Zinc Oxide Coated Carbon Nanotubes for Energy Harvesting Applications

Friday, October 28, 2011
Hall 1-2 (San Jose Convention Center)
Austin Mohney , Physics, Lock Haven University of Pennsylvania, Lock Haven, PA
Stephan Turano , Georgia Institute of Technology, Atlanta, GA
David Stollberg, PhD , Georgia Institute of Technology, Atlanta, GA
As electrical devices continue to decrease in size there is a growing desire to eliminate the need for batteries as power sources. Batteries are bulky and must be recharged or replaced periodically. In biomedical monitoring, where sensors could be implanted inside the body, the recharging and replacing of batteries presents a huge problem. It would be beneficial if small scale devices could generate their own power and therefore alleviate the need for batteries. Piezoelectric nanogenerators have proven themselves as a viable means for ambient energy harvesting.

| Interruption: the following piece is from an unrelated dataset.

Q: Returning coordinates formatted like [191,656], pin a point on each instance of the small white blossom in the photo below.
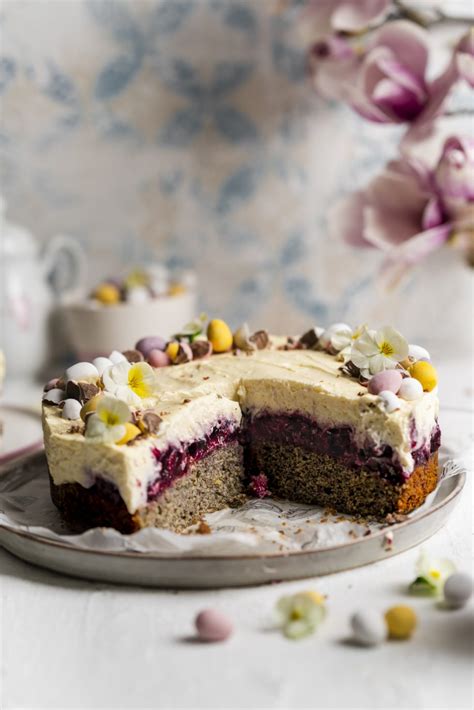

Piezoelectric materials, such as zinc oxide (ZnO), have the unique property of producing a voltage difference when subjected to mechanical strain. Proper manipulation of this voltage difference can allow for the storage of energy to power small scale devices. The objective of this research is to manufacture an energy harvesting piezoelectric generator that can transduce ambient mechanical vibrations into electrical energy that could then be stored for later use. Carbon nanotubes are used as a structural backbone for a zinc oxide piezoelectric coating and a silver electrode coating. The carbon nanotubes are chosen for their strong, flexible, and conductive properties. A Schottky diode is created at the interface of the silver electrode and the ZnO coating. This diode acts to rectify the current output of the piezoelectric coated nanotubes. Previous devices yielded a maximum current output of 1.2mA. SEM imagining was used to characterize the fabrication process. A Keithley 4200 Semiconductor Characterization System was used to characterize the power output of the devices.